Gli Stati membri possono derogare alle disposizioni della presente direttiva solo per motivi di ordine pubblico, pubblica sicurezza o sanità pubblica; in tal caso sono applicabili gli articoli da 2 a 9 della direttiva 64/221/CEE.

Articolo 3
La presente direttiva non costituisce per gli studenti che beneficiano del diritto di soggiorno la base per un diritto al pagamento di borse di mantenimento da parte dello Stato membro ospitante.

Articolo 4
Il diritto di soggiorno sussiste finché i beneficiari del medesimo soddisfano le condizioni di cui all’articolo 1.

Articolo 5
Entro tre anni dalla messa in applicazione della presente direttiva e in seguito ogni tre anni la Commissione elabora una relazione sull’applicazione della presente direttiva e presenta questa relazione al Parlamento europeo ed al Consiglio.
La Commissione presterà particolare attenzione alle difficoltà che potrebbero insorgere negli Stati membri a motivo dell’applicazione dell’articolo 1; essa sottoporrà, se del caso, al Consiglio proposte intese ad ovviare a siffatte difficoltà.

Articolo 6
Gli Stati membri mettono in vigore le disposizioni legislative, regolamentari ed amministrative necessarie per conformarsi alla presente direttiva entro il 31 dicembre 1993. Essi ne informano immediatamente la Commissione.
Per quanto concerne il periodo che precede tale data sono mantenuti gli effetti della direttiva 90/366/CEE.
Quando gli Stati membri adottano tali disposizioni, queste contengono un riferimento alla presente direttiva o sono corredate da un siffatto riferimento all’atto della pubblicazione ufficiale.

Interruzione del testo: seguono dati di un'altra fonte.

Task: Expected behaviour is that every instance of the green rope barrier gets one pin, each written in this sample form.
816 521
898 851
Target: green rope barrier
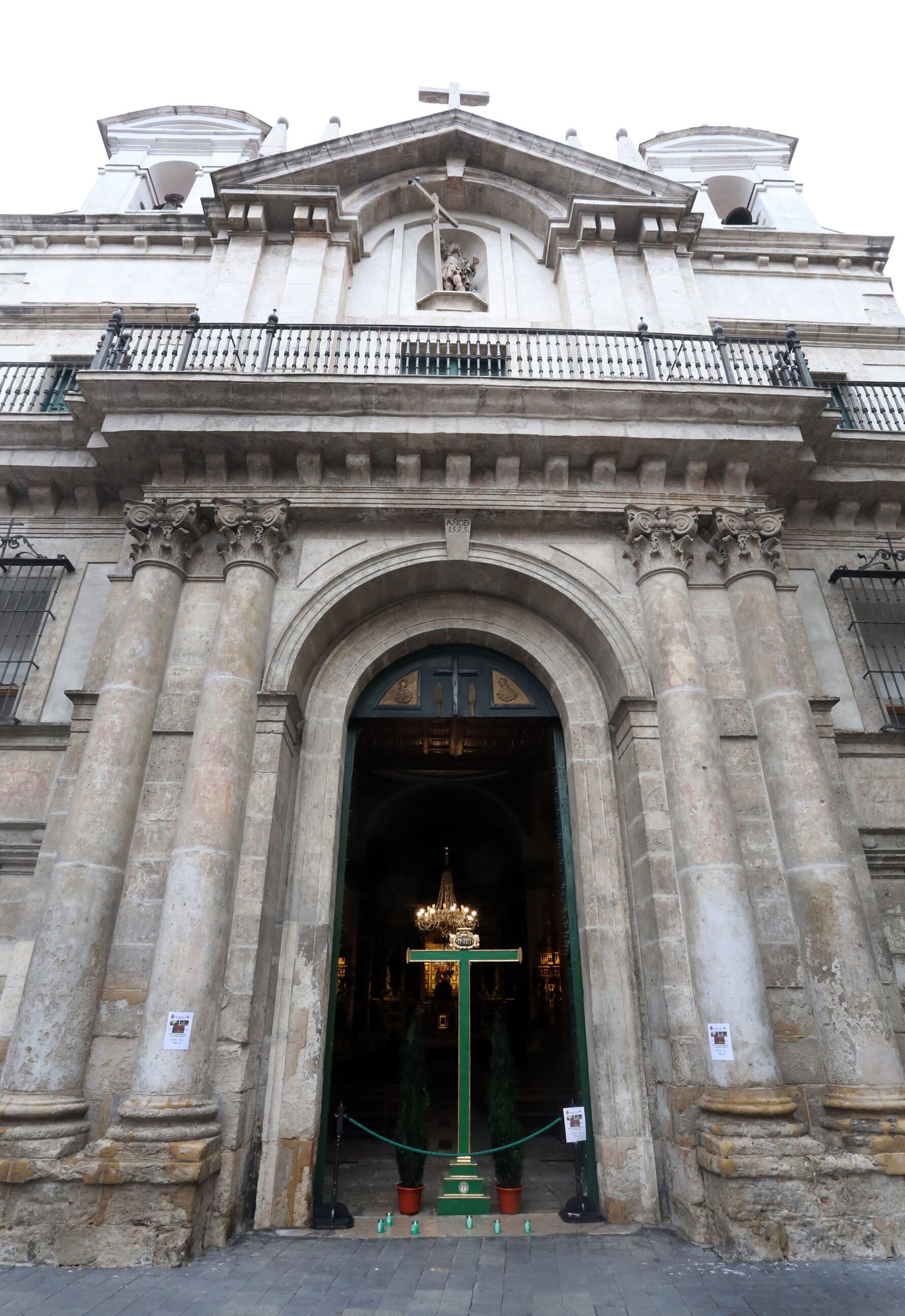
446 1154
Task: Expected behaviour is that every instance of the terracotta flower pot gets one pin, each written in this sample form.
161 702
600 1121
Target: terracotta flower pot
410 1201
510 1199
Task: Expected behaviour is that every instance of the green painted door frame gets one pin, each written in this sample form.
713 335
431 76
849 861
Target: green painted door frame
327 1114
573 959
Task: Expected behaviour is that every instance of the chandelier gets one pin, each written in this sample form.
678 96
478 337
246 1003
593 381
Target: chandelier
446 915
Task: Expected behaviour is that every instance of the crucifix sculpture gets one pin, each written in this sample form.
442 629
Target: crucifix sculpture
436 211
463 1189
455 671
453 97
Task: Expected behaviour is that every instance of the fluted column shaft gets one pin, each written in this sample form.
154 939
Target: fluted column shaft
716 906
846 994
171 1087
54 1029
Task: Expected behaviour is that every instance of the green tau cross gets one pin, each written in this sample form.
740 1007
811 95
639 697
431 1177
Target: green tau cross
463 1189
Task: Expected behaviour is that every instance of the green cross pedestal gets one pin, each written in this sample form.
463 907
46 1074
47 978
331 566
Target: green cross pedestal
463 1189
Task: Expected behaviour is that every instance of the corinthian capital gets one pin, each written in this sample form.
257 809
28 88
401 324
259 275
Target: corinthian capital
254 532
745 541
164 532
660 540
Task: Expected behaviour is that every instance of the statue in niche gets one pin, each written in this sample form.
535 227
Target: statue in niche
457 273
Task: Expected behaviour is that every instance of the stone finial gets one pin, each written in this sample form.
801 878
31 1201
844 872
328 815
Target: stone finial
745 541
627 152
254 532
165 533
660 540
275 142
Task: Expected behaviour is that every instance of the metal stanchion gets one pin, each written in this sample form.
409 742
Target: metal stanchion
334 1215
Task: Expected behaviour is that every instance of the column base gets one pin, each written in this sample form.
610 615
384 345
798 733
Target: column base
165 1119
43 1124
102 1211
867 1119
749 1102
772 1190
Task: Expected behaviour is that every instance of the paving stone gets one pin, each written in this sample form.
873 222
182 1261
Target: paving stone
647 1274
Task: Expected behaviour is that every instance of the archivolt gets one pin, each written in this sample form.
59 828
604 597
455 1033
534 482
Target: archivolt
405 573
479 193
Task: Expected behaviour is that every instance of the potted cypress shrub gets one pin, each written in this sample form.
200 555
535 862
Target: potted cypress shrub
504 1123
412 1122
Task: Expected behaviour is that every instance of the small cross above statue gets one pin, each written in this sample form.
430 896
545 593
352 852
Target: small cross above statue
454 97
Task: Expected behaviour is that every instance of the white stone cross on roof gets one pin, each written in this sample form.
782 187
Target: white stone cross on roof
453 95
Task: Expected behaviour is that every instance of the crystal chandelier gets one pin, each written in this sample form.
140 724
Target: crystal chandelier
446 915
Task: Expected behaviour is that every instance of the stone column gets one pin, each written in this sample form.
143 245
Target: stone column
170 1096
43 1078
717 916
855 1036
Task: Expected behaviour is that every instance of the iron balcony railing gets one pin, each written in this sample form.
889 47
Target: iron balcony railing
870 406
875 593
28 589
437 350
36 386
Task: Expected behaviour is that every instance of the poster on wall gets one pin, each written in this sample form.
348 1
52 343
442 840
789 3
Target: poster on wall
721 1043
178 1031
577 1128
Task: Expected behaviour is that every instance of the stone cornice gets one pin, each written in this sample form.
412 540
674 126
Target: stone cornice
285 209
90 315
625 222
814 333
87 235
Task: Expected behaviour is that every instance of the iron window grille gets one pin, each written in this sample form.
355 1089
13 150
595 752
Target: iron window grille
875 594
455 360
28 589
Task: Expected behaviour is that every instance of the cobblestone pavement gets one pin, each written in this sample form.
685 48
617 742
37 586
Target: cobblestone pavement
649 1273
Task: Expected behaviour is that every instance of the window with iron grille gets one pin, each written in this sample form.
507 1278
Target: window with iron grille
28 589
473 365
875 594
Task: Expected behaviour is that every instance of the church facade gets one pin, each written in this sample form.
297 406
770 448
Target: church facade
332 473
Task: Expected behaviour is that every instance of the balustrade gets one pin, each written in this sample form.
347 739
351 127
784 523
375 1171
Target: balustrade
439 350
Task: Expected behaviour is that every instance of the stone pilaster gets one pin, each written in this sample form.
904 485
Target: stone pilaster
861 1058
717 915
171 1090
41 1103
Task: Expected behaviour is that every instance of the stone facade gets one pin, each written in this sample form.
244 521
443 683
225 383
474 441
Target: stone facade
264 514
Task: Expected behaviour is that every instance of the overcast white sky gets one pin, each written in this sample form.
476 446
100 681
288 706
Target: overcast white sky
810 70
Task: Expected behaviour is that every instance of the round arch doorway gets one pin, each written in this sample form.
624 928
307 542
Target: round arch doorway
454 758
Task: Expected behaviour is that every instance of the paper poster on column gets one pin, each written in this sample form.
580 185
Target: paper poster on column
721 1043
577 1128
178 1031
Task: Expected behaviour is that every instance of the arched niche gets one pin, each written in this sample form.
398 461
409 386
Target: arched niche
398 270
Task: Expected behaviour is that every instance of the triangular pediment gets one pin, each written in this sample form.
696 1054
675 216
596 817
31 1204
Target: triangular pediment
474 164
361 158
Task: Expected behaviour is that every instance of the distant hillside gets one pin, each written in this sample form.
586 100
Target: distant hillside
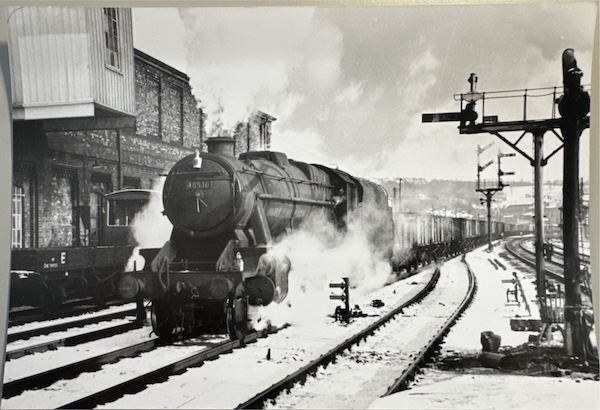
419 195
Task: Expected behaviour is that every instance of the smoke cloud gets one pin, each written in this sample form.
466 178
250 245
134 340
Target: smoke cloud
150 228
348 85
320 255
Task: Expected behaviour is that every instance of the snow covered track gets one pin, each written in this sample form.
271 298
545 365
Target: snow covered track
86 336
409 373
362 374
330 356
51 326
71 370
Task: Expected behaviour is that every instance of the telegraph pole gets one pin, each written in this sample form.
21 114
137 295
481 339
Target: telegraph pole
573 107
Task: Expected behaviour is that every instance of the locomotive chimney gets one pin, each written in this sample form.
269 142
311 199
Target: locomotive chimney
221 146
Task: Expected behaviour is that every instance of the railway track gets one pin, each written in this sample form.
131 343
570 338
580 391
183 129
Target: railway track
112 378
389 356
23 315
94 383
519 250
22 332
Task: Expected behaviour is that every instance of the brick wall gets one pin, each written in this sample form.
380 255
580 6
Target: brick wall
165 106
248 136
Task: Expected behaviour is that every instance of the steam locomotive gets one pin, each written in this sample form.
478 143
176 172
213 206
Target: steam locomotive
226 212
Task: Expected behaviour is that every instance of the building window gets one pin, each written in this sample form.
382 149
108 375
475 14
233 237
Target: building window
17 217
111 37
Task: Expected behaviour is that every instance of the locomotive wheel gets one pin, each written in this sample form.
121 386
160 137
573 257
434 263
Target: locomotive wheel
162 322
237 317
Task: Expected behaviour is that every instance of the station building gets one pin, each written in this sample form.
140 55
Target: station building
93 115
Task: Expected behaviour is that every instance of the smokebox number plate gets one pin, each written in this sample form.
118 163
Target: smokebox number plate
198 184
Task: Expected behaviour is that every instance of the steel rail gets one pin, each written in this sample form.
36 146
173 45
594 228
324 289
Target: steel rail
138 383
26 334
272 391
73 340
402 382
72 370
553 269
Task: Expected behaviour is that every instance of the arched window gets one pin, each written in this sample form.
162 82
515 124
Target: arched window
111 37
17 216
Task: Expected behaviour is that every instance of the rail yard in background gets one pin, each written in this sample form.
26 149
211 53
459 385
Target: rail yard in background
218 244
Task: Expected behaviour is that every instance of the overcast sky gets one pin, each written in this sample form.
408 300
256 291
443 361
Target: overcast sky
348 85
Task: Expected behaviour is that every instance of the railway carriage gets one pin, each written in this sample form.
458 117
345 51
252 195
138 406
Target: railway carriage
46 277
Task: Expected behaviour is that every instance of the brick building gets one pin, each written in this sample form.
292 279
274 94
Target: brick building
100 118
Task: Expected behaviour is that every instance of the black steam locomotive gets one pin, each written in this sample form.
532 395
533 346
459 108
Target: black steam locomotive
225 212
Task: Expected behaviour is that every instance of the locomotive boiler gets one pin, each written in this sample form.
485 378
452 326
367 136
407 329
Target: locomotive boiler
225 213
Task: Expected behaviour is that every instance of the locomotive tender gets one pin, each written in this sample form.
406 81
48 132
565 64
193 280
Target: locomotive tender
225 213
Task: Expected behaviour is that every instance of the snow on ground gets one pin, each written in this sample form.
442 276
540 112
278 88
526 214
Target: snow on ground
46 323
370 367
235 377
488 389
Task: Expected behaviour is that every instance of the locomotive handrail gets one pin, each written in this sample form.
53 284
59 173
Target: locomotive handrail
280 178
295 200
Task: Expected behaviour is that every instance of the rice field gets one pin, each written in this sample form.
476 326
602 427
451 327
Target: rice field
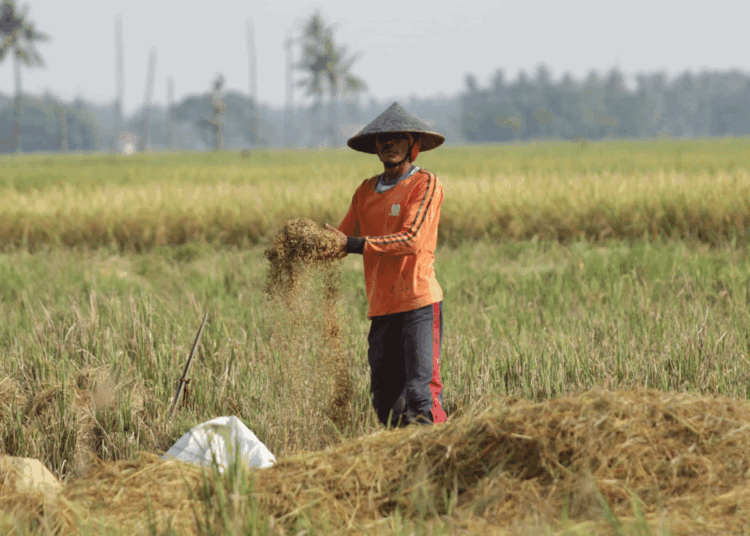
563 191
616 270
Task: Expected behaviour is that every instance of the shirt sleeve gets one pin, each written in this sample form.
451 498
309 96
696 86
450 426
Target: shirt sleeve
420 223
350 224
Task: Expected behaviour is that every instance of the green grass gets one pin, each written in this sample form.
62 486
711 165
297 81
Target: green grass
565 266
531 319
561 191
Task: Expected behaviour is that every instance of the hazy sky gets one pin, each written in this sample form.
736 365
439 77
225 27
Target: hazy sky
407 47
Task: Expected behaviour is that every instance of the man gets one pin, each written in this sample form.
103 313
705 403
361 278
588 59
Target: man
393 223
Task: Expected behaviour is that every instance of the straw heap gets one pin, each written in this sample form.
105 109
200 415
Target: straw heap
676 461
304 284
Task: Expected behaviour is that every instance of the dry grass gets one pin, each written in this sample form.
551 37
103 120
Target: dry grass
603 460
698 190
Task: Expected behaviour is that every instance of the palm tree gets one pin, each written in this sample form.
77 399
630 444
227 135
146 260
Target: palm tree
19 37
328 70
314 64
340 80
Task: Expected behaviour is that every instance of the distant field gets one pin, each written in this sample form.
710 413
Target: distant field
560 191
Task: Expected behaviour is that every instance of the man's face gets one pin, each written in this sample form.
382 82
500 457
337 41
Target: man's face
392 148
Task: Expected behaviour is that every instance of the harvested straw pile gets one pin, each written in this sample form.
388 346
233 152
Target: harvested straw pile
298 245
603 460
303 286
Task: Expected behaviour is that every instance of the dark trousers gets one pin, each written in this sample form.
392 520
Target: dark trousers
404 357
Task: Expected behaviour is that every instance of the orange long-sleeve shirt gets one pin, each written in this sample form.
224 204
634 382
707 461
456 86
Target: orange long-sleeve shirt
400 229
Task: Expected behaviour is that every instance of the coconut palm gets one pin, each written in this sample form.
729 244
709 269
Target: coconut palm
18 37
328 69
314 64
340 80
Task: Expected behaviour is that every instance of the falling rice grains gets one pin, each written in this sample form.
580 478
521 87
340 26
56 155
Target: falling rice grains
304 282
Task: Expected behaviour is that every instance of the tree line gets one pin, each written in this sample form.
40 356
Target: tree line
688 105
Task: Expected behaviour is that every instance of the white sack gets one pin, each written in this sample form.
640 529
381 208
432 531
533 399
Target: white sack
219 436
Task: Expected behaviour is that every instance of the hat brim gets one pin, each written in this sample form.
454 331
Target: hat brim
365 143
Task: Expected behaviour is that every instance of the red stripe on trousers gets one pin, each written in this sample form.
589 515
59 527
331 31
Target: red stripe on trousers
436 386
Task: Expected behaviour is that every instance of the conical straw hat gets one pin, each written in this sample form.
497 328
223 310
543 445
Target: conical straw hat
395 119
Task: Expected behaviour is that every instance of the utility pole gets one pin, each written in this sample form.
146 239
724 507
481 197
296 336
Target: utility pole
289 106
170 111
147 99
119 84
253 72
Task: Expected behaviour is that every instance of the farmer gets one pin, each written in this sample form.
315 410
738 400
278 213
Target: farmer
393 223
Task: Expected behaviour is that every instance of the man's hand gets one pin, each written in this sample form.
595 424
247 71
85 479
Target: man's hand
342 238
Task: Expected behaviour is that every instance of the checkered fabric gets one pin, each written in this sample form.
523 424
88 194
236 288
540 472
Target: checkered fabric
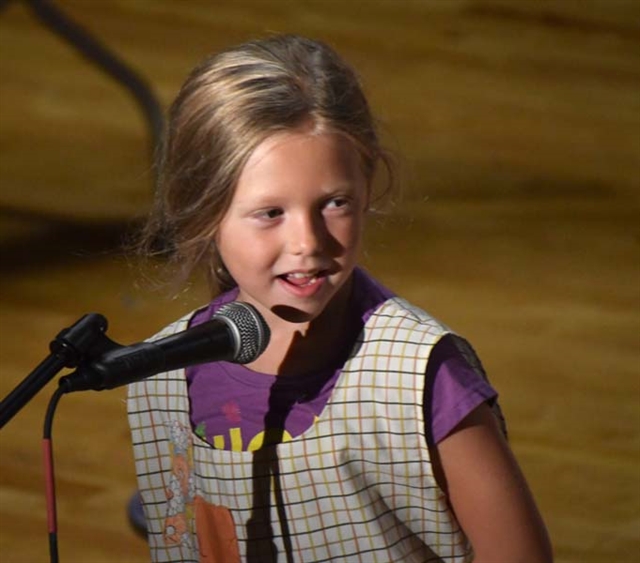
357 486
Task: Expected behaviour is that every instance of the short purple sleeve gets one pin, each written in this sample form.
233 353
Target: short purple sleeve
457 387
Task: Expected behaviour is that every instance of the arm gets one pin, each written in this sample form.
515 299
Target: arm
489 494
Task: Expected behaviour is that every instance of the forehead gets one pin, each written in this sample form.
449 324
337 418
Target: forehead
302 159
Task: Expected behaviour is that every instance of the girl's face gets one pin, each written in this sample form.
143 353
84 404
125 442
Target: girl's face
292 234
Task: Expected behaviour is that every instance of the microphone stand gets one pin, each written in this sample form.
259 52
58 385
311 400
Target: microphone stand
68 349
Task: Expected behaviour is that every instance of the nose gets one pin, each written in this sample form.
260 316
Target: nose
307 235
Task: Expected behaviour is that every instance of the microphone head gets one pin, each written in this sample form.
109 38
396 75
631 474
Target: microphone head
251 332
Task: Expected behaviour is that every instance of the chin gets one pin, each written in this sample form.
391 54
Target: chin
292 314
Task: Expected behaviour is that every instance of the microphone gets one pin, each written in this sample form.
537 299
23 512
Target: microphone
236 333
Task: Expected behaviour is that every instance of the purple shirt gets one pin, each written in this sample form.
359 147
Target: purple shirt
232 405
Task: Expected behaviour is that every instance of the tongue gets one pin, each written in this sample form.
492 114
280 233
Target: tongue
298 281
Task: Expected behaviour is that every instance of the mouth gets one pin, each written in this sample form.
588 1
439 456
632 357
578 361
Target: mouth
302 279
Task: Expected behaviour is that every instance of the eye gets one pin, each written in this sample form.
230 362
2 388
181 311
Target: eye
338 203
269 214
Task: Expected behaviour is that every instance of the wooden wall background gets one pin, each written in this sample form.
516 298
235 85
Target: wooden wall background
518 126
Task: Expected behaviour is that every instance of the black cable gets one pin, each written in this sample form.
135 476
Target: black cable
47 451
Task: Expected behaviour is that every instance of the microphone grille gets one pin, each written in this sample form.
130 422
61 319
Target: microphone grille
250 330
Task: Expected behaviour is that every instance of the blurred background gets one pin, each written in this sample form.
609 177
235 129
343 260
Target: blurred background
516 127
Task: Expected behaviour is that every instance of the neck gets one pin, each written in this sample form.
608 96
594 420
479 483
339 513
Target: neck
298 348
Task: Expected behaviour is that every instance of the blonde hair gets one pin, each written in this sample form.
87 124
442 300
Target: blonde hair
228 105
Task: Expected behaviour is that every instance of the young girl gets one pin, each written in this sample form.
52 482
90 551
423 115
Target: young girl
366 431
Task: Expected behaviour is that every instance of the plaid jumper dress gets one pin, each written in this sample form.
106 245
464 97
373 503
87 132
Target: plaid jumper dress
357 486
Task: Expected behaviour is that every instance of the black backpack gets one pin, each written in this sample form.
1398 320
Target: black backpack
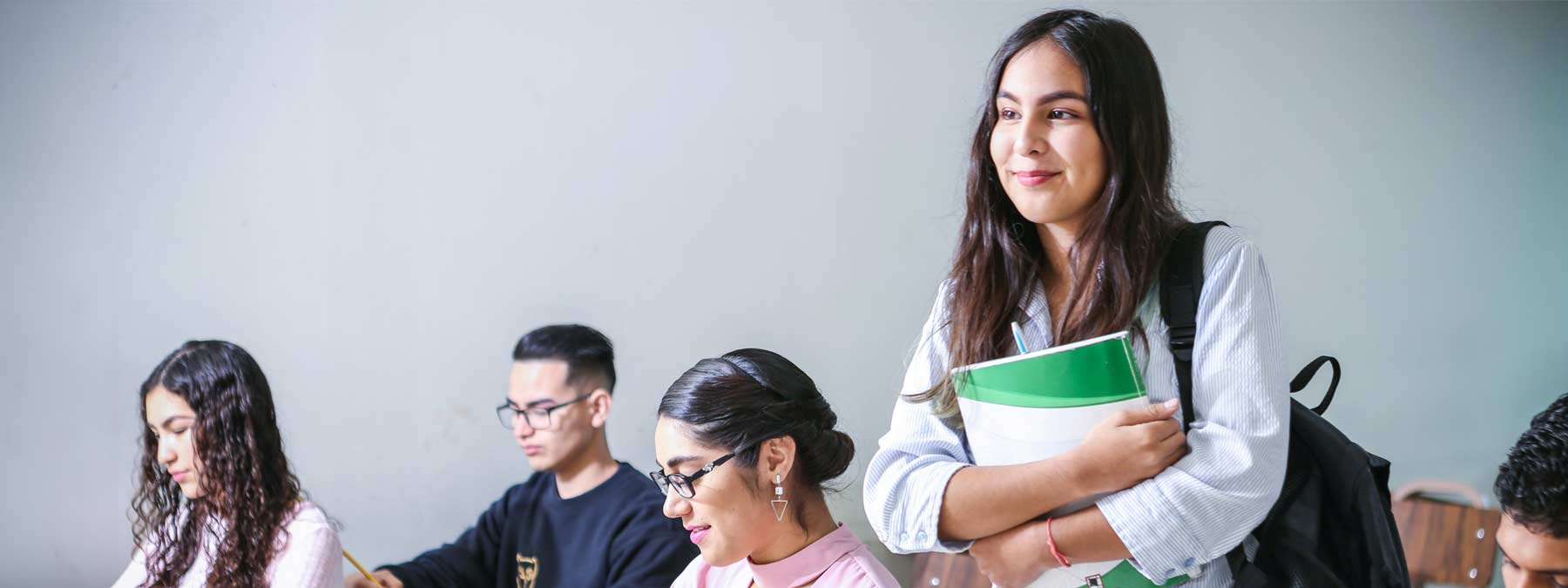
1332 525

Le modalità del riferimento sono decise dagli Stati membri.

Articolo 7
Gli Stati membri sono destinatari della presente direttiva.
Fatto a Bruxelles, addì 29 ottobre 1993.

Per il Consiglio
Il Presidente
R. URBAIN

(1) GU n. C 166 del 17. 6. 1993, pag. 16.
(2) GU n. C 255 del 20. 9. 1993, pag. 70 e GU n. C 315 del 22. 11. 1993.
(3) GU n. C 304 del 10. 11. 1993, pag. 1.
(4) GU n. L 257 del 19. 10. 1968, pag. 13. Direttiva
modificata da ultimo dall’atto di adesione del 1985.
(5) GU n. 56 del 4. 4. 1964, pag. 850/64.
(6) GU n. L 180 del 13. 7. 1990, pag. 30.